Drones, lasers & more ships: Top US admiral dreams of bigger, better navy
To adequately perform its mission in face of global challenges, the US Navy needs to expand to 350 ships and embrace innovations such as modular design, networks, drones and energy weapons – and do it very soon, according to the top US admiral.
“The fleet must be larger and more powerful,” wrote Chief of Naval Operations (CNO) Admiral John Richardson in a nine-page white paper released Wednesday. “We need this more powerful fleet in the 2020s, not the 2040s.”

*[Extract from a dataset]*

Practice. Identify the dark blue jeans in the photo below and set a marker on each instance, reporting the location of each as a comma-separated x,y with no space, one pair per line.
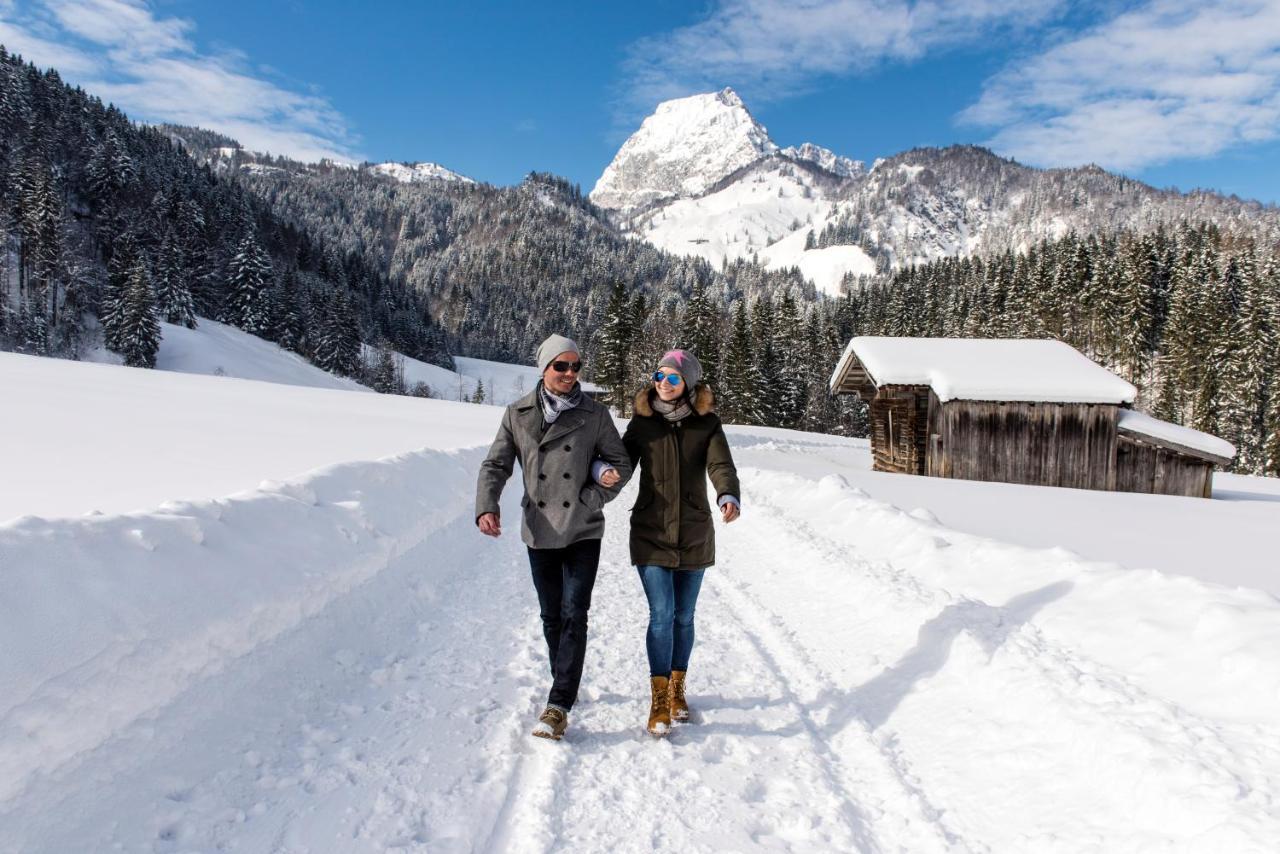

Titled 'The Future Navy,' Richardson’s policy document seeks to summarize the three most recent studies about the navy’s shipbuilding needs, arguing that the “exponential” growth of challenges around the world and capabilities of potential enemies such as Russia, China and Iran demand a bigger fleet.
“Our advantage is shrinking,” Richardson warned. “We must shake off any vestiges of comfort or complacency that our previous advantages may have afforded us, and move out to build a larger, more distributed, and more capable battle fleet that can execute our mission.”
The US Navy currently has 275 ships, including surface combatants and submarines. About 30 percent of the fleet is presently deployed around the world and in local operations and training, according to Navy data.
Richardson argues that the US needs a navy “on the order of 350 ships,” including 12 aircraft carriers, so that it can deploy up to six carrier strike groups “within relatively short time frames.”
The US defense industry is capable of building 29 more ships and almost 300 more airplanes over the next seven years than the current plans envision, the admiral wrote. To help bridge the gap further, existing ships can and should be networked better and modernized with new weapons and technology.
“We must simultaneously build and innovate,” the CNO wrote, advocating “a rapidly iterative approach to improving performance,” including “far more agile” acquisition practices than the Department of Defense currently has.
Artificial intelligence, automation and directed energy weapons (such as lasers) were listed as “transformative emerging technologies” that could help the US Navy maintain its supremacy of the world’s seas.
Shipbuilders should turn to modular platforms that could be easily upgraded down the line with new weapons, sensors and other combat systems, Richardson said.
“The ‘core’ of those future ships - the hull, and the propulsion and power plants - will likely be built to last for decades,” he wrote, with a plan from the outset “to modernize the ‘punch’ – the combat systems, sensors, and payloads – at the speed that technological advances allow.”
Designs need to “aggressively” drive down the maintenance and operations cost of the future fleet, “no matter its composition,” he wrote.
In April, the Congressional Budget Office estimated that the cost of building an additional 80 ships and operating a 355-ship navy would average to $102 billion a year through 2047. Though the Navy disagrees with the price tag, getting a larger, more powerful fleet would “require some resources to get there,” Richardson told reporters in a conference call Monday.